SNHR regime warplanes dropped the majority of bombs, 142, in the Daraa governorate, killing one woman, followed by 26 in Damascus suburbs, 24 in Suwayda, 18 in Hama, and 14 in Homs.
A ceasefire plan covering four areas of Syria was agreed in May by regime allies Russia and Iran, and rebel backer Turkey aiming to provide a cessation of hostilities and passage for humanitarian aid.
Assad’s forces have repeatedly broken previous ceasefire agreements, according to war monitors.
The report also stated that the percentage of women and children killed by barrel bombs in Syria ranges from 12 to 35 percent, adding that 4,476 barrel bombs were dropped during the first seven months of 2017.
However July saw a decrease compared to previous months, with 412 barrel bombs dropped in May and 938 in April.
The SNHR said the regime has “beyond any doubt” violated Security Council resolutions 2139 and 2254, by using barrel bombs in a widespread and systematic manner, constituting “crimes against humanity.”
Indiscriminate bombardment targeting unarmed civilians also amounts to violations of international human rights, SNHR said.

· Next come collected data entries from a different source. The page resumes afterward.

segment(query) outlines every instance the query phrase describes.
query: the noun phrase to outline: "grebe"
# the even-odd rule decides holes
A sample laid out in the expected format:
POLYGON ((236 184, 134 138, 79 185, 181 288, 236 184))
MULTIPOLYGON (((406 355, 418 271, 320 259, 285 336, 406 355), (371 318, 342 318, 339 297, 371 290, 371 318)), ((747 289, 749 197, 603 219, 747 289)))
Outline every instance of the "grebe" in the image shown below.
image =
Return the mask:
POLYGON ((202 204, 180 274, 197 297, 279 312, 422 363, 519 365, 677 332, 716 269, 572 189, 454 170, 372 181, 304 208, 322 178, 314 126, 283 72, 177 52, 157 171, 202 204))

The SNHR urged the UN Security Council to place an arms embargo on the Assad regime, to prosecute those who supply the weapons, and to refer the case to the International Criminal Court.
Last month Russia said its military police will monitor ceasefire zones.
Moscow has been one of the Syrian regime’s main military backers, providing air support to Assad’s forces since September 2015.
The Syrian conflict began when the Baath regime, in power since 1963 and led by President Bashar al-Assad, responded with military force to peaceful protests demanding democratic reforms during the Arab Spring wave of uprisings, triggering an armed rebellion fuelled by mass defections from the Syrian army.
According to independent monitors, hundreds of thousands of civilians have been killed in the war, mostly by the regime and its powerful allies, and millions have been displaced both inside and outside of Syria.
The brutal tactics pursued mainly by the regime, which have included the use of chemical weapons, sieges, mass executions and torture against civilians have led to war crimes investigations.